To the room full of union workers and leaders, Biden acknowledged his debt to organized labor, which backed his 2020 campaign. And he ended his speech extolling their virtues.
“Folks, because of you, the American worker, I’ve never been more optimistic about America’s future,” he said. “And I mean it. I really, truly am.”
***
Steelworker Rob Hutchinson introduced Biden. He was asked to do this on Monday, when he was in the literal heat (standing outside on blacktop) of an election in which he was running for president of Local 1219 at U.S. Steel’s Edgar Thomson Works in Braddock.
He wasn’t sure how the voting was going and he was tired, but, he’s a big fan of the president. “He’s always so cordial, polite and supportive of us,” Hutchinson said. “I wasn’t going to pass up a request to come down and support him.”
Hutchinson won the election, and his introduction was heartfelt, as he referenced how his father and his grandfather were union workers at Westinghouse.
“He has our backs,” he said of Biden, “just like we knew he would.”
• • •
Jenise Brown, one of 19 people standing behind Biden while he spoke, learned she’d be on stage shortly before the event began. She wore a “Women of Steel” T-shirt and, like those beside her, held a United Steelworkers sign.
“It was wild to get to meet him and be involved in the action,” said Brown, who, in addition to teaching kids about dinosaurs, co-chairs Carnegie Museum of Natural History’s Inclusion, Diversity, Equity and Accessibility (IDEA) Coalition and serves as president of United Museum Workers.
Her local, organized by the USW, just bargained its first contract, which has had a significant impact on workers — and managers.
“We have a good working relationship with upper management,” she said. “I think there’s been a culture shift now that [the contract] is in place. People have a place to go and someone to talk to, and we can take their concerns to management, and management listens. So there’s a lot of good back and forth that is happening.

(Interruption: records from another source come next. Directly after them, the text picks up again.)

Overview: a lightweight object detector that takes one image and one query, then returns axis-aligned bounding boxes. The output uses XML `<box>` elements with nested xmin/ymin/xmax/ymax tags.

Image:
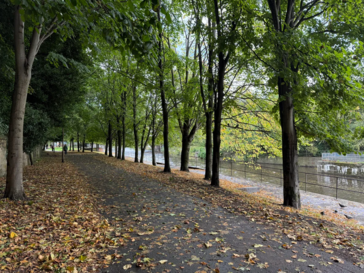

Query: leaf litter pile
<box><xmin>95</xmin><ymin>153</ymin><xmax>364</xmax><ymax>268</ymax></box>
<box><xmin>0</xmin><ymin>155</ymin><xmax>123</xmax><ymax>273</ymax></box>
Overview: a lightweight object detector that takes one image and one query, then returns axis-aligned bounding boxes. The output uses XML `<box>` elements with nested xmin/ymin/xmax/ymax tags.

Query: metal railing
<box><xmin>97</xmin><ymin>147</ymin><xmax>364</xmax><ymax>202</ymax></box>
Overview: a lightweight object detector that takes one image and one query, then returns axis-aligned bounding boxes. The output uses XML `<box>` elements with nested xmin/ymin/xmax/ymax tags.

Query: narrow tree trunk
<box><xmin>133</xmin><ymin>85</ymin><xmax>139</xmax><ymax>162</ymax></box>
<box><xmin>77</xmin><ymin>132</ymin><xmax>80</xmax><ymax>152</ymax></box>
<box><xmin>158</xmin><ymin>8</ymin><xmax>171</xmax><ymax>173</ymax></box>
<box><xmin>204</xmin><ymin>110</ymin><xmax>212</xmax><ymax>180</ymax></box>
<box><xmin>115</xmin><ymin>136</ymin><xmax>118</xmax><ymax>158</ymax></box>
<box><xmin>121</xmin><ymin>120</ymin><xmax>125</xmax><ymax>160</ymax></box>
<box><xmin>181</xmin><ymin>131</ymin><xmax>191</xmax><ymax>172</ymax></box>
<box><xmin>4</xmin><ymin>6</ymin><xmax>41</xmax><ymax>200</ymax></box>
<box><xmin>28</xmin><ymin>153</ymin><xmax>33</xmax><ymax>166</ymax></box>
<box><xmin>121</xmin><ymin>92</ymin><xmax>126</xmax><ymax>160</ymax></box>
<box><xmin>211</xmin><ymin>59</ymin><xmax>225</xmax><ymax>187</ymax></box>
<box><xmin>109</xmin><ymin>120</ymin><xmax>112</xmax><ymax>157</ymax></box>
<box><xmin>105</xmin><ymin>138</ymin><xmax>109</xmax><ymax>155</ymax></box>
<box><xmin>118</xmin><ymin>119</ymin><xmax>121</xmax><ymax>159</ymax></box>
<box><xmin>278</xmin><ymin>78</ymin><xmax>301</xmax><ymax>209</ymax></box>
<box><xmin>152</xmin><ymin>134</ymin><xmax>157</xmax><ymax>166</ymax></box>
<box><xmin>61</xmin><ymin>127</ymin><xmax>64</xmax><ymax>163</ymax></box>
<box><xmin>140</xmin><ymin>133</ymin><xmax>144</xmax><ymax>163</ymax></box>
<box><xmin>82</xmin><ymin>134</ymin><xmax>86</xmax><ymax>153</ymax></box>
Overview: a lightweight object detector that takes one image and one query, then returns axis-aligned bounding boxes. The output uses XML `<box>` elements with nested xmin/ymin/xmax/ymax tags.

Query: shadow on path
<box><xmin>67</xmin><ymin>154</ymin><xmax>361</xmax><ymax>273</ymax></box>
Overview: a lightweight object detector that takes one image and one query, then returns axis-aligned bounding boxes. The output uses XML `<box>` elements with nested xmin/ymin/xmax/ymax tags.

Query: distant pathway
<box><xmin>67</xmin><ymin>154</ymin><xmax>362</xmax><ymax>273</ymax></box>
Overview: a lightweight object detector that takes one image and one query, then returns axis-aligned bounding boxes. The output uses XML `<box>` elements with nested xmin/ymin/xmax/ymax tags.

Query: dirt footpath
<box><xmin>67</xmin><ymin>154</ymin><xmax>362</xmax><ymax>273</ymax></box>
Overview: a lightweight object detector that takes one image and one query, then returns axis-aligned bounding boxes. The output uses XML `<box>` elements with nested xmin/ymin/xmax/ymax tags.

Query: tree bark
<box><xmin>61</xmin><ymin>127</ymin><xmax>64</xmax><ymax>163</ymax></box>
<box><xmin>77</xmin><ymin>132</ymin><xmax>80</xmax><ymax>152</ymax></box>
<box><xmin>180</xmin><ymin>120</ymin><xmax>198</xmax><ymax>172</ymax></box>
<box><xmin>4</xmin><ymin>6</ymin><xmax>42</xmax><ymax>200</ymax></box>
<box><xmin>28</xmin><ymin>153</ymin><xmax>33</xmax><ymax>166</ymax></box>
<box><xmin>109</xmin><ymin>120</ymin><xmax>112</xmax><ymax>157</ymax></box>
<box><xmin>180</xmin><ymin>133</ymin><xmax>191</xmax><ymax>172</ymax></box>
<box><xmin>133</xmin><ymin>85</ymin><xmax>139</xmax><ymax>162</ymax></box>
<box><xmin>105</xmin><ymin>138</ymin><xmax>109</xmax><ymax>155</ymax></box>
<box><xmin>118</xmin><ymin>119</ymin><xmax>121</xmax><ymax>159</ymax></box>
<box><xmin>152</xmin><ymin>134</ymin><xmax>157</xmax><ymax>166</ymax></box>
<box><xmin>158</xmin><ymin>7</ymin><xmax>171</xmax><ymax>173</ymax></box>
<box><xmin>278</xmin><ymin>77</ymin><xmax>301</xmax><ymax>209</ymax></box>
<box><xmin>82</xmin><ymin>134</ymin><xmax>86</xmax><ymax>153</ymax></box>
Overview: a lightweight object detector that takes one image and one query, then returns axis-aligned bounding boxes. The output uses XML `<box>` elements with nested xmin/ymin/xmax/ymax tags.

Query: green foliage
<box><xmin>23</xmin><ymin>103</ymin><xmax>50</xmax><ymax>154</ymax></box>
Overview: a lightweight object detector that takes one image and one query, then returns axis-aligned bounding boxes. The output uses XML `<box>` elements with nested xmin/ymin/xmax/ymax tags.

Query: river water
<box><xmin>118</xmin><ymin>148</ymin><xmax>364</xmax><ymax>203</ymax></box>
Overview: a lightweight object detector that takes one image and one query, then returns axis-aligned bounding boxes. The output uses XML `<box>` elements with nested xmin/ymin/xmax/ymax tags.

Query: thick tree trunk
<box><xmin>4</xmin><ymin>6</ymin><xmax>41</xmax><ymax>200</ymax></box>
<box><xmin>278</xmin><ymin>78</ymin><xmax>301</xmax><ymax>209</ymax></box>
<box><xmin>109</xmin><ymin>120</ymin><xmax>112</xmax><ymax>157</ymax></box>
<box><xmin>158</xmin><ymin>8</ymin><xmax>171</xmax><ymax>173</ymax></box>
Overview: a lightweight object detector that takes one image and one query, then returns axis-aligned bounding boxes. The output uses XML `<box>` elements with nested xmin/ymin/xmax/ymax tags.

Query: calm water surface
<box><xmin>119</xmin><ymin>148</ymin><xmax>364</xmax><ymax>203</ymax></box>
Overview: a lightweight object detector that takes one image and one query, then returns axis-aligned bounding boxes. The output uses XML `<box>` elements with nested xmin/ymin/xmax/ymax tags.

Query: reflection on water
<box><xmin>122</xmin><ymin>148</ymin><xmax>364</xmax><ymax>203</ymax></box>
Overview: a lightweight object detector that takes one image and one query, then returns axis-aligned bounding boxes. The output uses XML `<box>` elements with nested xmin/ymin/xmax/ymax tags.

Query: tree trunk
<box><xmin>121</xmin><ymin>120</ymin><xmax>125</xmax><ymax>160</ymax></box>
<box><xmin>118</xmin><ymin>120</ymin><xmax>121</xmax><ymax>159</ymax></box>
<box><xmin>115</xmin><ymin>137</ymin><xmax>118</xmax><ymax>158</ymax></box>
<box><xmin>158</xmin><ymin>8</ymin><xmax>171</xmax><ymax>173</ymax></box>
<box><xmin>82</xmin><ymin>134</ymin><xmax>86</xmax><ymax>153</ymax></box>
<box><xmin>105</xmin><ymin>138</ymin><xmax>109</xmax><ymax>155</ymax></box>
<box><xmin>4</xmin><ymin>6</ymin><xmax>41</xmax><ymax>200</ymax></box>
<box><xmin>211</xmin><ymin>58</ymin><xmax>225</xmax><ymax>187</ymax></box>
<box><xmin>140</xmin><ymin>128</ymin><xmax>150</xmax><ymax>163</ymax></box>
<box><xmin>61</xmin><ymin>127</ymin><xmax>64</xmax><ymax>163</ymax></box>
<box><xmin>121</xmin><ymin>92</ymin><xmax>126</xmax><ymax>160</ymax></box>
<box><xmin>204</xmin><ymin>112</ymin><xmax>212</xmax><ymax>180</ymax></box>
<box><xmin>278</xmin><ymin>77</ymin><xmax>301</xmax><ymax>209</ymax></box>
<box><xmin>181</xmin><ymin>132</ymin><xmax>191</xmax><ymax>172</ymax></box>
<box><xmin>28</xmin><ymin>153</ymin><xmax>33</xmax><ymax>166</ymax></box>
<box><xmin>133</xmin><ymin>85</ymin><xmax>139</xmax><ymax>162</ymax></box>
<box><xmin>77</xmin><ymin>132</ymin><xmax>80</xmax><ymax>152</ymax></box>
<box><xmin>109</xmin><ymin>120</ymin><xmax>112</xmax><ymax>157</ymax></box>
<box><xmin>152</xmin><ymin>134</ymin><xmax>157</xmax><ymax>166</ymax></box>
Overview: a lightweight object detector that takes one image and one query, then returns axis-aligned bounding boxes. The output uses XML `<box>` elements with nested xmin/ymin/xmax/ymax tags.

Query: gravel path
<box><xmin>67</xmin><ymin>154</ymin><xmax>361</xmax><ymax>273</ymax></box>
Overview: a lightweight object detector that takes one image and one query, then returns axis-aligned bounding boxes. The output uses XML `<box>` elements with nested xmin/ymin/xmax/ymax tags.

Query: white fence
<box><xmin>321</xmin><ymin>153</ymin><xmax>364</xmax><ymax>163</ymax></box>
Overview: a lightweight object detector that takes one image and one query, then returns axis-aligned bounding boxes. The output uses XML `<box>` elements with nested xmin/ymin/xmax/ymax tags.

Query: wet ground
<box><xmin>67</xmin><ymin>154</ymin><xmax>361</xmax><ymax>273</ymax></box>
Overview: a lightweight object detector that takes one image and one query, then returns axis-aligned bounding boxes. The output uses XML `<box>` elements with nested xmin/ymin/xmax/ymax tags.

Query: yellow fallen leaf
<box><xmin>123</xmin><ymin>264</ymin><xmax>132</xmax><ymax>270</ymax></box>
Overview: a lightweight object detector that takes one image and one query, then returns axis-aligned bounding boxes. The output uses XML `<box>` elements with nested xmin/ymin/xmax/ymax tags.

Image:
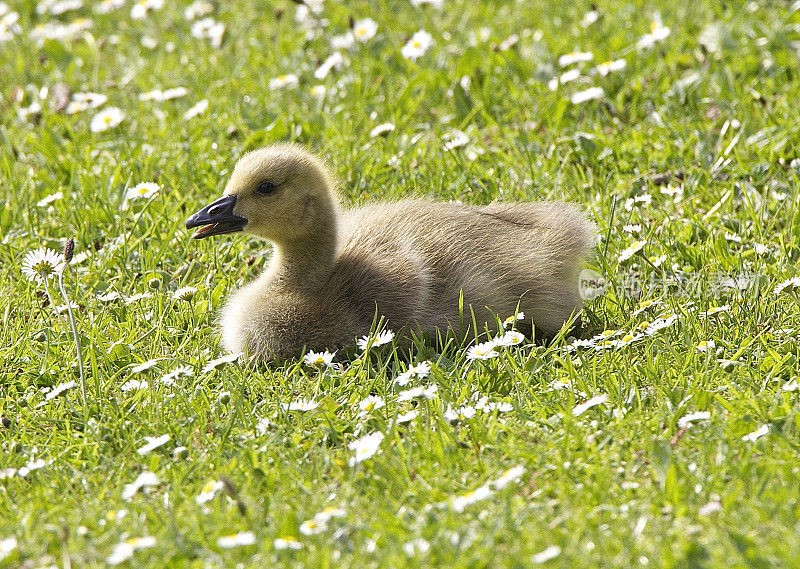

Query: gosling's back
<box><xmin>221</xmin><ymin>200</ymin><xmax>594</xmax><ymax>358</ymax></box>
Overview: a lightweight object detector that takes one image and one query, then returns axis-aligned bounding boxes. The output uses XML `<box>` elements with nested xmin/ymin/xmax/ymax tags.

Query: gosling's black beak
<box><xmin>186</xmin><ymin>195</ymin><xmax>249</xmax><ymax>239</ymax></box>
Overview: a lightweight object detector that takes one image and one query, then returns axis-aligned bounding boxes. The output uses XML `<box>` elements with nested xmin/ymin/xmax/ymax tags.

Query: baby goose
<box><xmin>186</xmin><ymin>144</ymin><xmax>594</xmax><ymax>359</ymax></box>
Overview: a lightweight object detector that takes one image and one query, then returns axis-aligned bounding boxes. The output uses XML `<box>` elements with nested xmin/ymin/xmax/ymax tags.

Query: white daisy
<box><xmin>369</xmin><ymin>122</ymin><xmax>395</xmax><ymax>138</ymax></box>
<box><xmin>569</xmin><ymin>87</ymin><xmax>605</xmax><ymax>105</ymax></box>
<box><xmin>183</xmin><ymin>0</ymin><xmax>214</xmax><ymax>20</ymax></box>
<box><xmin>644</xmin><ymin>314</ymin><xmax>678</xmax><ymax>336</ymax></box>
<box><xmin>347</xmin><ymin>432</ymin><xmax>385</xmax><ymax>466</ymax></box>
<box><xmin>353</xmin><ymin>18</ymin><xmax>378</xmax><ymax>42</ymax></box>
<box><xmin>356</xmin><ymin>330</ymin><xmax>394</xmax><ymax>350</ymax></box>
<box><xmin>217</xmin><ymin>531</ymin><xmax>256</xmax><ymax>549</ymax></box>
<box><xmin>531</xmin><ymin>545</ymin><xmax>561</xmax><ymax>565</ymax></box>
<box><xmin>272</xmin><ymin>535</ymin><xmax>303</xmax><ymax>550</ymax></box>
<box><xmin>312</xmin><ymin>51</ymin><xmax>345</xmax><ymax>80</ymax></box>
<box><xmin>397</xmin><ymin>410</ymin><xmax>419</xmax><ymax>423</ymax></box>
<box><xmin>493</xmin><ymin>330</ymin><xmax>525</xmax><ymax>348</ymax></box>
<box><xmin>442</xmin><ymin>130</ymin><xmax>469</xmax><ymax>152</ymax></box>
<box><xmin>580</xmin><ymin>10</ymin><xmax>600</xmax><ymax>28</ymax></box>
<box><xmin>106</xmin><ymin>536</ymin><xmax>156</xmax><ymax>565</ymax></box>
<box><xmin>400</xmin><ymin>30</ymin><xmax>433</xmax><ymax>61</ymax></box>
<box><xmin>636</xmin><ymin>18</ymin><xmax>672</xmax><ymax>49</ymax></box>
<box><xmin>394</xmin><ymin>361</ymin><xmax>431</xmax><ymax>387</ymax></box>
<box><xmin>742</xmin><ymin>425</ymin><xmax>769</xmax><ymax>443</ymax></box>
<box><xmin>172</xmin><ymin>286</ymin><xmax>197</xmax><ymax>300</ymax></box>
<box><xmin>358</xmin><ymin>395</ymin><xmax>386</xmax><ymax>416</ymax></box>
<box><xmin>36</xmin><ymin>192</ymin><xmax>64</xmax><ymax>207</ymax></box>
<box><xmin>697</xmin><ymin>500</ymin><xmax>722</xmax><ymax>516</ymax></box>
<box><xmin>678</xmin><ymin>411</ymin><xmax>711</xmax><ymax>428</ymax></box>
<box><xmin>300</xmin><ymin>519</ymin><xmax>328</xmax><ymax>535</ymax></box>
<box><xmin>694</xmin><ymin>340</ymin><xmax>717</xmax><ymax>353</ymax></box>
<box><xmin>194</xmin><ymin>480</ymin><xmax>224</xmax><ymax>505</ymax></box>
<box><xmin>397</xmin><ymin>384</ymin><xmax>439</xmax><ymax>403</ymax></box>
<box><xmin>444</xmin><ymin>405</ymin><xmax>476</xmax><ymax>425</ymax></box>
<box><xmin>558</xmin><ymin>51</ymin><xmax>594</xmax><ymax>67</ymax></box>
<box><xmin>131</xmin><ymin>360</ymin><xmax>158</xmax><ymax>373</ymax></box>
<box><xmin>22</xmin><ymin>247</ymin><xmax>65</xmax><ymax>284</ymax></box>
<box><xmin>119</xmin><ymin>379</ymin><xmax>150</xmax><ymax>391</ymax></box>
<box><xmin>775</xmin><ymin>276</ymin><xmax>800</xmax><ymax>294</ymax></box>
<box><xmin>281</xmin><ymin>399</ymin><xmax>319</xmax><ymax>411</ymax></box>
<box><xmin>190</xmin><ymin>18</ymin><xmax>225</xmax><ymax>49</ymax></box>
<box><xmin>269</xmin><ymin>73</ymin><xmax>300</xmax><ymax>91</ymax></box>
<box><xmin>503</xmin><ymin>310</ymin><xmax>525</xmax><ymax>328</ymax></box>
<box><xmin>122</xmin><ymin>470</ymin><xmax>161</xmax><ymax>502</ymax></box>
<box><xmin>202</xmin><ymin>352</ymin><xmax>242</xmax><ymax>373</ymax></box>
<box><xmin>303</xmin><ymin>350</ymin><xmax>336</xmax><ymax>367</ymax></box>
<box><xmin>89</xmin><ymin>107</ymin><xmax>125</xmax><ymax>132</ymax></box>
<box><xmin>131</xmin><ymin>0</ymin><xmax>164</xmax><ymax>20</ymax></box>
<box><xmin>491</xmin><ymin>464</ymin><xmax>525</xmax><ymax>490</ymax></box>
<box><xmin>136</xmin><ymin>434</ymin><xmax>169</xmax><ymax>456</ymax></box>
<box><xmin>0</xmin><ymin>537</ymin><xmax>17</xmax><ymax>561</ymax></box>
<box><xmin>617</xmin><ymin>241</ymin><xmax>647</xmax><ymax>263</ymax></box>
<box><xmin>467</xmin><ymin>340</ymin><xmax>500</xmax><ymax>361</ymax></box>
<box><xmin>594</xmin><ymin>59</ymin><xmax>628</xmax><ymax>77</ymax></box>
<box><xmin>330</xmin><ymin>31</ymin><xmax>356</xmax><ymax>50</ymax></box>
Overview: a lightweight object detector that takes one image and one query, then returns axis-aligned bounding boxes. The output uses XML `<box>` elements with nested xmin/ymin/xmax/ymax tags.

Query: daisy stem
<box><xmin>58</xmin><ymin>265</ymin><xmax>88</xmax><ymax>419</ymax></box>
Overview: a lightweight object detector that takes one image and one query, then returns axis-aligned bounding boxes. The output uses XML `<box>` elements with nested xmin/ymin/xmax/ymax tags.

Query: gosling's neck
<box><xmin>261</xmin><ymin>203</ymin><xmax>339</xmax><ymax>291</ymax></box>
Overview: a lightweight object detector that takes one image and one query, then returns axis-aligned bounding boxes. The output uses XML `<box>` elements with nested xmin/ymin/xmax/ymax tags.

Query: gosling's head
<box><xmin>186</xmin><ymin>144</ymin><xmax>336</xmax><ymax>243</ymax></box>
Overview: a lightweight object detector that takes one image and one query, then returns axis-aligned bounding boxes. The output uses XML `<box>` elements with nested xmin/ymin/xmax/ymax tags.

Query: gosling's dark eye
<box><xmin>256</xmin><ymin>181</ymin><xmax>278</xmax><ymax>196</ymax></box>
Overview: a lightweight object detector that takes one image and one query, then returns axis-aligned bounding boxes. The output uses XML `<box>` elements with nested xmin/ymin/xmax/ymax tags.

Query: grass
<box><xmin>0</xmin><ymin>0</ymin><xmax>800</xmax><ymax>569</ymax></box>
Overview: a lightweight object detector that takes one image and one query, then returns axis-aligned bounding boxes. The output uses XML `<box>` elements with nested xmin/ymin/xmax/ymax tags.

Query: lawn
<box><xmin>0</xmin><ymin>0</ymin><xmax>800</xmax><ymax>569</ymax></box>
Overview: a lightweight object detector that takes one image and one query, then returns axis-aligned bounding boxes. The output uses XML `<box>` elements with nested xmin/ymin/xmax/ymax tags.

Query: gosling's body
<box><xmin>187</xmin><ymin>146</ymin><xmax>593</xmax><ymax>359</ymax></box>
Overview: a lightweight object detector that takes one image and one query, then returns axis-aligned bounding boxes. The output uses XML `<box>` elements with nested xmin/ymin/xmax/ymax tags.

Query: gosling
<box><xmin>186</xmin><ymin>144</ymin><xmax>594</xmax><ymax>360</ymax></box>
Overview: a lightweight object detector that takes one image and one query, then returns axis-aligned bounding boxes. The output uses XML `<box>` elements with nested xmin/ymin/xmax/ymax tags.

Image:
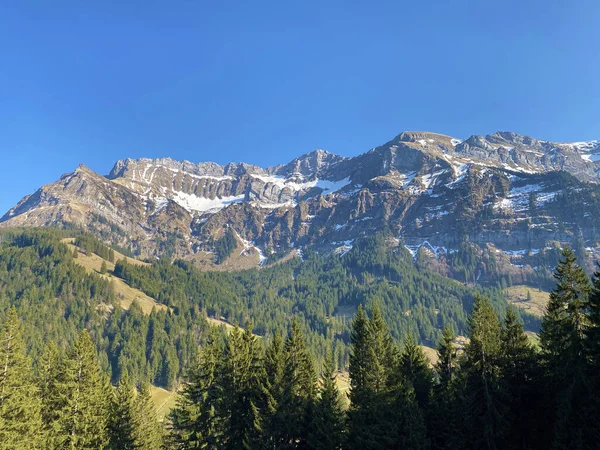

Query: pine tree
<box><xmin>0</xmin><ymin>306</ymin><xmax>42</xmax><ymax>450</ymax></box>
<box><xmin>37</xmin><ymin>342</ymin><xmax>62</xmax><ymax>449</ymax></box>
<box><xmin>463</xmin><ymin>296</ymin><xmax>506</xmax><ymax>449</ymax></box>
<box><xmin>348</xmin><ymin>304</ymin><xmax>406</xmax><ymax>449</ymax></box>
<box><xmin>540</xmin><ymin>247</ymin><xmax>592</xmax><ymax>449</ymax></box>
<box><xmin>500</xmin><ymin>308</ymin><xmax>539</xmax><ymax>448</ymax></box>
<box><xmin>57</xmin><ymin>331</ymin><xmax>109</xmax><ymax>449</ymax></box>
<box><xmin>585</xmin><ymin>267</ymin><xmax>600</xmax><ymax>446</ymax></box>
<box><xmin>400</xmin><ymin>335</ymin><xmax>433</xmax><ymax>410</ymax></box>
<box><xmin>108</xmin><ymin>372</ymin><xmax>141</xmax><ymax>450</ymax></box>
<box><xmin>219</xmin><ymin>324</ymin><xmax>265</xmax><ymax>450</ymax></box>
<box><xmin>134</xmin><ymin>382</ymin><xmax>163</xmax><ymax>450</ymax></box>
<box><xmin>273</xmin><ymin>318</ymin><xmax>316</xmax><ymax>449</ymax></box>
<box><xmin>262</xmin><ymin>333</ymin><xmax>284</xmax><ymax>448</ymax></box>
<box><xmin>427</xmin><ymin>326</ymin><xmax>464</xmax><ymax>450</ymax></box>
<box><xmin>308</xmin><ymin>352</ymin><xmax>345</xmax><ymax>450</ymax></box>
<box><xmin>169</xmin><ymin>334</ymin><xmax>222</xmax><ymax>450</ymax></box>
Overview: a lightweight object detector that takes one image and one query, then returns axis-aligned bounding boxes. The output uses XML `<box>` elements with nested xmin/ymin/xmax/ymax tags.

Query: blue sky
<box><xmin>0</xmin><ymin>0</ymin><xmax>600</xmax><ymax>214</ymax></box>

That’s good for the workers and good for management.”
She was thrilled to be chosen as one of those standing behind the president.
“We’re kind of a baby local, a baby unit, so to get to be involved in something at this level makes me feel the Steelworkers are taking seriously both the big contracts in the steel industry, and all the big players that are so important, and also some of our little cultural and higher eds that are really starting to gain ground.”
• • •
• • •
Outside the USW building, the street and sidewalk at the corner of the Boulevard of the Allies and Stanwix Street across the street were lined with groups protesting Biden’s support for Israel in the conflict with Hamas and his economic policies. A group of striking Pittsburgh Post-Gazette workers also carried signs in an effort to make the president aware of their 18-month unfair labor practice strike.
Biden’s motorcade came down the ramp from the Fort Pitt Bridge to the Boulevard of the Allies at 1:40 p.m. Some of the vehicles lined up in front of the building, but Biden’s car followed one Pittsburgh police vehicle into the building’s underground garage and he apparently used an indoor elevator to get to his event, never going outside near the crowd.
But on the way back to the airport, he and his entourage stopped at a Sheetz store, where they picked up an order of sandwiches, and Gainey snapped a photo of Biden with a customer who was delighted to run into the president of the United States there.
Pittsburgh Union Progress staff writer Ed Blazina contributed to this report.